What you need to buy to deal with that is a “Ubiquiti RJ45 – SFP Transceiver Module , SFP to RJ45 1G”

This module, available for $27 from Wireless4Now, plugs into the SFP socket on the UDM-Pro and turns that SFP socket into a standard RJ45 Gig-E port.

High Performance Outdoor 4G / LTE MIMO Antenna Set (optional)

In one site, in a city location, no external 4G antenna was needed with the LB2120 for entirely acceptable performance (30 megabits per second plus – entirely good enough for a failover link!)

In another (regional) site I’ve deployed this equipment into, however, the 4G tower site is several kilometres away (and the networking gear is in an outdoor metal cabinet). There is good line of sight, but at this sort of distance a simple omni-directional antenna doesn’t cut the mustard to get decent performance – its time to bring out the big guns.

After many false starts, I have found a specific antenna and cable combination that rocks. It is not cheap, but… boy does it work. It took my 4G site performance from 1 bar to 5 bars.
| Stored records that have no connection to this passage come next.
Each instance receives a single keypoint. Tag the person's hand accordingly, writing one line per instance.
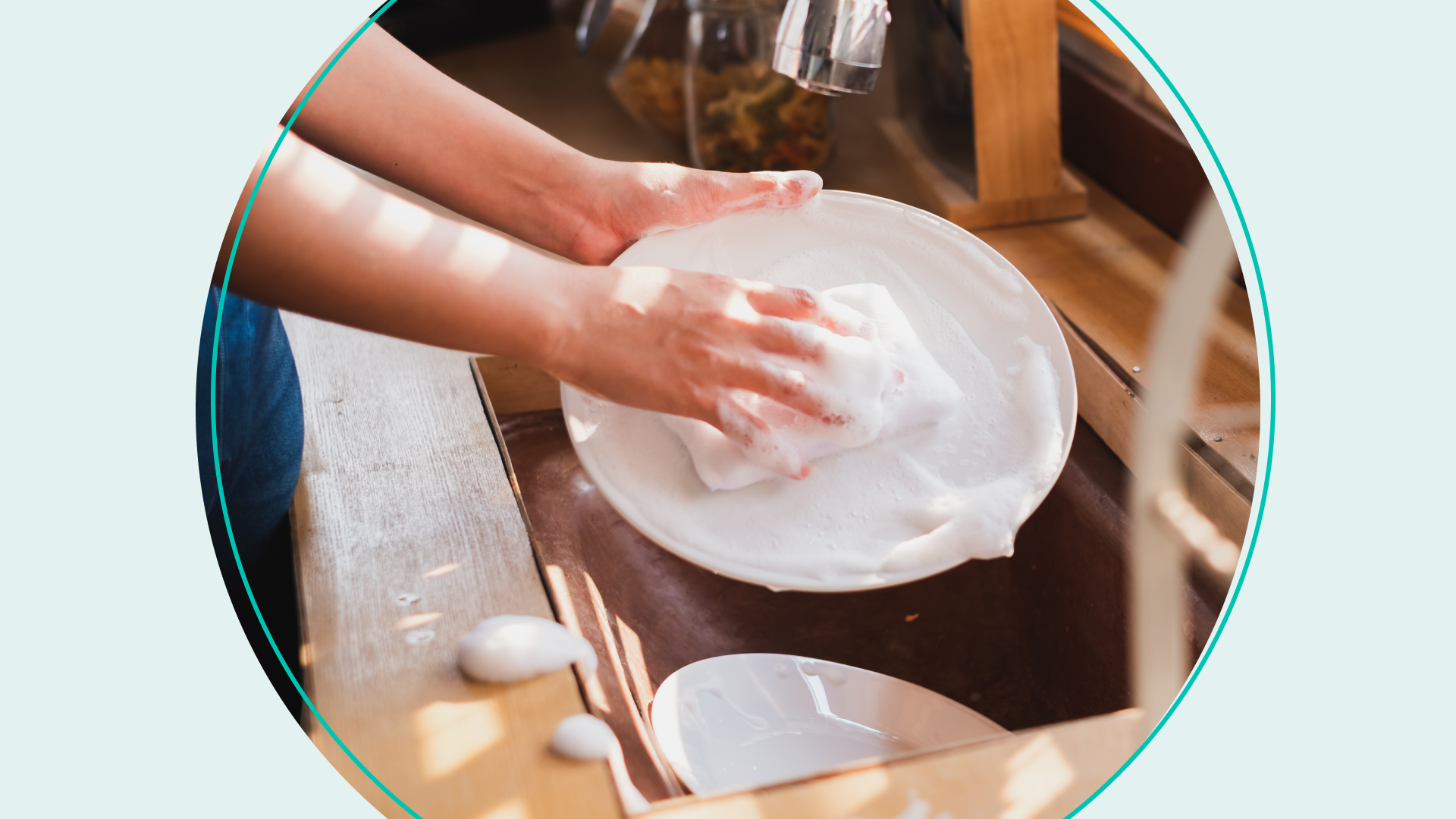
(689, 343)
(623, 202)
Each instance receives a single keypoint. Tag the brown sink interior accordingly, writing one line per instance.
(1028, 640)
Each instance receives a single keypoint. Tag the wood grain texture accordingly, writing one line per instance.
(1074, 18)
(408, 534)
(1012, 46)
(1034, 774)
(1107, 273)
(948, 199)
(1112, 410)
(517, 388)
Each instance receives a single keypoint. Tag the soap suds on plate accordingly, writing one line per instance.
(871, 387)
(919, 497)
(514, 648)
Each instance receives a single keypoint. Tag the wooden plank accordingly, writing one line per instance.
(1040, 773)
(1107, 273)
(1012, 46)
(948, 199)
(1112, 410)
(1074, 18)
(408, 534)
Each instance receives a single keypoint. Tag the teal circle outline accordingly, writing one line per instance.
(1223, 618)
(218, 463)
(1269, 455)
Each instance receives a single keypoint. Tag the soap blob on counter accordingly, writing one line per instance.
(582, 736)
(514, 648)
(875, 385)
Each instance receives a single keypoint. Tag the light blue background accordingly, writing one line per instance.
(128, 689)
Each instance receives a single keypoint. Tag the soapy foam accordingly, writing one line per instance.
(807, 184)
(513, 648)
(873, 388)
(927, 496)
(582, 736)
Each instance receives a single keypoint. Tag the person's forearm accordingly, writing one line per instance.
(322, 241)
(392, 114)
(325, 242)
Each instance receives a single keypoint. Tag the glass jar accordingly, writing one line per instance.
(648, 77)
(742, 114)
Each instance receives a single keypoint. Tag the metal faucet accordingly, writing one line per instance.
(832, 47)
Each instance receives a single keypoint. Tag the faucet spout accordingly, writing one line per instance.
(832, 47)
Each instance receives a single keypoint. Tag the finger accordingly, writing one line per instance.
(783, 337)
(791, 188)
(783, 302)
(785, 385)
(764, 188)
(761, 442)
(842, 319)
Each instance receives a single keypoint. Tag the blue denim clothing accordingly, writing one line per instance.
(259, 447)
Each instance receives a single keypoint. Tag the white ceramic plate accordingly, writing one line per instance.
(946, 275)
(750, 720)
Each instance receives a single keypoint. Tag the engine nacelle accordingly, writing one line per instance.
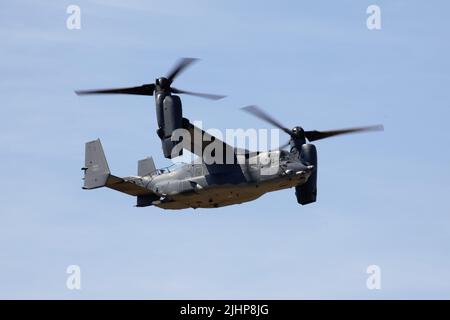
(307, 192)
(169, 113)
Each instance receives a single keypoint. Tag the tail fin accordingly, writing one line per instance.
(96, 170)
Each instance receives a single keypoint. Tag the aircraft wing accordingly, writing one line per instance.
(126, 186)
(200, 140)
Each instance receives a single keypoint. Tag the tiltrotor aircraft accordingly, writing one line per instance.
(238, 176)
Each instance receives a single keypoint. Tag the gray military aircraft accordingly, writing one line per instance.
(227, 176)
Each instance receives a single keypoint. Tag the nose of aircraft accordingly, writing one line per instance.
(298, 168)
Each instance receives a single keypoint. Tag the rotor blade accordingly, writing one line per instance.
(257, 112)
(284, 145)
(179, 67)
(144, 90)
(317, 135)
(197, 94)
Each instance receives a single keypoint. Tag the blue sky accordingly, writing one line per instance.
(383, 198)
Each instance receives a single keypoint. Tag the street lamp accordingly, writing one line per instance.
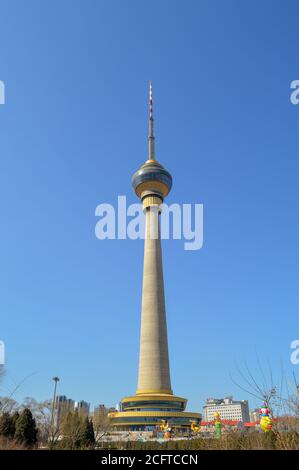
(56, 379)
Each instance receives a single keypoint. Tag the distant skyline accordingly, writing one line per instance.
(73, 131)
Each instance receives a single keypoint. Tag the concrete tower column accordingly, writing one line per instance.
(154, 375)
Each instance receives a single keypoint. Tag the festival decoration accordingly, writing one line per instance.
(194, 426)
(217, 425)
(166, 428)
(266, 422)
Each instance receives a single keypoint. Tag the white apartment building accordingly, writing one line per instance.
(227, 409)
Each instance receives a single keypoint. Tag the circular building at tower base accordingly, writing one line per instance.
(146, 412)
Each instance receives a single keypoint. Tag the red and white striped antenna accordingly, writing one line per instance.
(151, 137)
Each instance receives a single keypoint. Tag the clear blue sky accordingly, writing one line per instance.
(72, 132)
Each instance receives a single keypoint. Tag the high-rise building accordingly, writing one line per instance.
(82, 407)
(227, 408)
(154, 400)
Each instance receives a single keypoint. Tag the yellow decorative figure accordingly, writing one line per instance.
(218, 425)
(195, 427)
(266, 422)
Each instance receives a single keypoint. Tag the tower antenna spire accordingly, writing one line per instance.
(151, 137)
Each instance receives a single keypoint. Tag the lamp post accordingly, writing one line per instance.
(55, 379)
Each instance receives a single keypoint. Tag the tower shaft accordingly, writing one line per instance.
(154, 375)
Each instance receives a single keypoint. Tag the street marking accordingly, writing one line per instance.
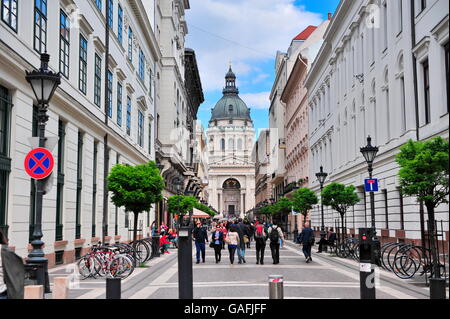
(159, 282)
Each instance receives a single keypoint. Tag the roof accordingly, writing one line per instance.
(302, 36)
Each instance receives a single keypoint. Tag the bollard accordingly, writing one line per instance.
(276, 289)
(61, 288)
(113, 288)
(34, 292)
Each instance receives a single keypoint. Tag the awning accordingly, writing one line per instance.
(197, 213)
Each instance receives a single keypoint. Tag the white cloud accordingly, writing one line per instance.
(256, 100)
(255, 30)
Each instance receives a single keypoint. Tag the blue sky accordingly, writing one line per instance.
(248, 33)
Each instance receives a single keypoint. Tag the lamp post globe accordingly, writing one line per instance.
(321, 176)
(44, 83)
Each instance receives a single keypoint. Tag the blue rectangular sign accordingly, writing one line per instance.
(371, 185)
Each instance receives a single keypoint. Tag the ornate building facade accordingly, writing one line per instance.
(231, 169)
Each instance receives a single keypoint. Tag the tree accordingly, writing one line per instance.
(424, 173)
(135, 188)
(303, 201)
(340, 198)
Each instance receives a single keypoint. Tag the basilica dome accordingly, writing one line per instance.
(230, 106)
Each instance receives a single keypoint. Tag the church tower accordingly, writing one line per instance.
(230, 142)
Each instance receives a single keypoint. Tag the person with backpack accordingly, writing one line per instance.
(307, 239)
(232, 241)
(275, 234)
(260, 242)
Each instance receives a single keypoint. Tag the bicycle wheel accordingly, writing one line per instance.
(120, 267)
(86, 266)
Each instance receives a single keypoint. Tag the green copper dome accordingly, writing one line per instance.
(230, 106)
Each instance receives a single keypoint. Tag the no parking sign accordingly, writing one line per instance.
(39, 163)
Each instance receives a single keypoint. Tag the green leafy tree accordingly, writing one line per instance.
(135, 188)
(303, 201)
(340, 198)
(181, 205)
(424, 173)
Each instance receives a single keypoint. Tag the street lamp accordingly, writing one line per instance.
(321, 176)
(369, 248)
(369, 152)
(43, 83)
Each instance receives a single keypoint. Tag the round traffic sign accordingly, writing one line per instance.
(39, 163)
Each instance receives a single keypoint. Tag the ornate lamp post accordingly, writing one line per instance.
(321, 176)
(44, 83)
(369, 152)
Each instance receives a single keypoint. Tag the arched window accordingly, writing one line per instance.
(230, 143)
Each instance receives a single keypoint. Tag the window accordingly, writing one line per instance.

It took the real world performance up from around 8-10 megabits per second into the 60-70 Megabit per second range (!).

The antenna kit that did the trick for me is a properly aligned (2 x 45 degree offset) pair of serious Yagi antennas, a suitable mount to achieve that alignment, a backhaul cable, and a 2 x TS9 adaptor tail set to suit the NetGear LB 2120’s on-board TS-9 sockets.

This setup is not cheap – running to a bit more than $600, from RFShop in Adelaide.

It is, however, absolutely worth it if you want to maximise your regional link performance, and the outcome, for me, was a dramatic improvement. This was achieved after multiple attempts with less ‘serious’ antenna sets (that either did nothing for me, or in some cases actually made the performance substantially worse)

The one other item that was helpful in mounting that Yagi combination (which is quite heavy) was a short ‘TV’ antenna mounting bracket, that turned out to be perfect for the job, for another A$27 from Bunnings Aerospace 🙂

Configuration

Configuration of the failover path was trivial – due to using equipment that ‘just works’ 🙂

Indeed, it was totally plug-and-play. I just inserted the SFP module, plugged the Netgear device in (after first testing on my Mac as noted above), and that was it.

On the UniFI web interface, I selected the UDM-Pro and checked the characteristics for WAN2… bingo, already up and running!

Testing?

That is as simple as unplugging the primary (NBN) cable, observing that the Internet keeps right on going, and doing some speed tests to compare-and-contrast. When done, plug the NBN cable back in.